Real Cripples Don’t Need Lanyards

Yesterday morning, just as I was preparing to go out, I caught an interview with Jake from The Traitors on morning TV. As you may remember, Jake was a finalist in the Traitors who has comparatively mild Cerebral Palsy. However, his CP is so mild that he was able to keep it hidden throughout most of the show. As I said a few weeks ago when the program aired, something about that does not sit well with me: He was saying yesterday how CP is actually fairly common, and that a lot of people have it but it’s so mild that others might not realise. He then went on to explain how you could wear a special, flower-adorned lanyard to let people know you identify as disabled.

I’m sorry, but if you need to wear a lanyard to tell people you’re a cripple, you’re not a zarking cripple! Cerebral palsy, like all disabilities, should be obvious: if you have it, it effects your ability to walk, talk and move, albeit to varying degrees. In my case, people can instantly see that I have CP, which is why most of the time strangers treat me like a five year old. If someone’s CP is so mild enough they can hide it, I don’t see the point of them saying they have it in the first place. If they can walk, talk and move like anyone else can, to the point that nobody notices and it has no discernible impact on their lives, how are they disabled? Frankly, it’s like a white, middle class person claiming to be black because one of their great, great grandparents was black, then going on to claim to share all the oppression and racism black people suffer.

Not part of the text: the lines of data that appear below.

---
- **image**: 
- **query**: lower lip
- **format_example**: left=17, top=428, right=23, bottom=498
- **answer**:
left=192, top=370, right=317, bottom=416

It may be currently politically and socially fashionable to be seen as a member of a minority, but such cultural intrusion is becoming increasingly widespread and increasingly perverse.

Perhaps I shouldn’t be so negative and grumpy; ultimately it’s great to see a disabled guy getting so much media attention for once. Yet a voice in the back of my head keeps asking: did Jake go to special school? Did Jake get a second rate, half-arsed education because everyone assumed he’d never achieve anything? Did Jake have to watch his classmates die one by one? Can Jake only go into certain buildings because his wheelchair can’t go upstairs? Do people assume Jake has the mental ability of a doormat and treat him like a toddler? Does Jake experience a plethora of other hardships on a day to day basis, but has to just accept them as the way things are? Because if he doesn’t, he has no right to usurp the identities of those of us who do for his own gain.